Thoughts on Arthur Miller’s classic Americana drama “Death of a Salesman.”
I keep a stack of classic American literature near my desk. It’s my way to pay tribute to those who walked these United States before me. It’s also a means to expose myself to different genres and writing styles.
“Death of a Salesman” is written as a script for a theater play by infamous playwright Arthur Asher Miller. It centers around a middle-aged traveling salesman, Willy Loman, who is mentally disintegrating over his failed attempts to achieve the American Dream. The play’s structure is fluid and shifts abruptly between past, present, and ongoing or concluded stages of his life. I understand this to be used as a stylistic technique to demonstrate the mental breakdown of the main protagonist, Willy Loman, as the play unfolds. While this style is potent to make a point, it struck me as disruptive to my reading flow. Scripts require the reader to factor in the playwright’s scene interpretations, which adds a layer of complexity that I didn’t particularly enjoy.

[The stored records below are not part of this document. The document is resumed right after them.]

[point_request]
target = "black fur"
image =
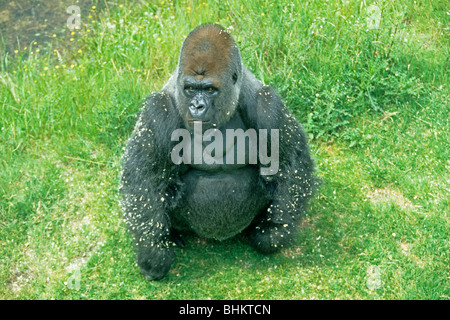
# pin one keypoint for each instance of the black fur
(160, 197)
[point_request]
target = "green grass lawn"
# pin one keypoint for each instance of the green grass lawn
(375, 104)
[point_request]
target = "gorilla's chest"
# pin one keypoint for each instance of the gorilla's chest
(227, 148)
(222, 192)
(220, 204)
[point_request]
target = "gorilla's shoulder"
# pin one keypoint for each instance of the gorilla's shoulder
(159, 110)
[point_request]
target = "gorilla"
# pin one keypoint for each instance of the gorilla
(197, 158)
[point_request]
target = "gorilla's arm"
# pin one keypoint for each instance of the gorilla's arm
(293, 185)
(149, 182)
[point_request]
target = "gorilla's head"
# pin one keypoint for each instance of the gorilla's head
(209, 77)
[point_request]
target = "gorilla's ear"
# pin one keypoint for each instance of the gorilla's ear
(234, 78)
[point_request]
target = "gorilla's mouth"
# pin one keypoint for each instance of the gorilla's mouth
(191, 121)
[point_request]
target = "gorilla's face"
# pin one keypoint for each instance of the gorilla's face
(200, 95)
(206, 99)
(209, 77)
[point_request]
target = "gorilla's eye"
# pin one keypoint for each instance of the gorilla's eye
(189, 90)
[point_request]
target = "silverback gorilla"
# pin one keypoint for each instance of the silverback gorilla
(198, 158)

The play is divided into two acts. Neither act has a headline, so bear with me as I label them:
Act 1: Willy’s Dreams Fade Away
Act 2: Willy’s Descent Into Delusion
Willy appears to suffer from burnout after a failed business trip. When he seeks to alleviate his pain by scaling back on work-related travel, he fails to convince his boss and gets himself laid off. This fuels his deteriorating mental state, which clings to the illusions of material success and his lack thereof. His overwhelming nostalgia makes him compare his children’s failures with his own, creating a deeply strained relationship with his sons that eventually culminates in confrontation and disappointment. It ends, of course, in tragedy.
This was a challenging read. Piecing together the puzzle that is Willy Loman’s mind is no easy feat, but, I think, it’s an analogy of the challenges we face in our own lives. The play reminded me of the actor Jim Carry’s father, who took a job he didn’t like to support a life he didn’t enjoy only to be let go at the age of 51. Arthur Miller described, in quite a similar fashion, this tragedy of our society that most of us live sad lives of quiet desperation to emulate, integrate, and do as we are told. It’s a cautionary tale and a bleak reminder of the stoic truth that death isn’t in the future but we die a little bit every day. Is it really worthwhile to spend your life living other people’s dreams? Death of a Salesman, like it or not, is an impetus to shift your thinking towards finding and pursuing your values and prioritize meaning over comfort.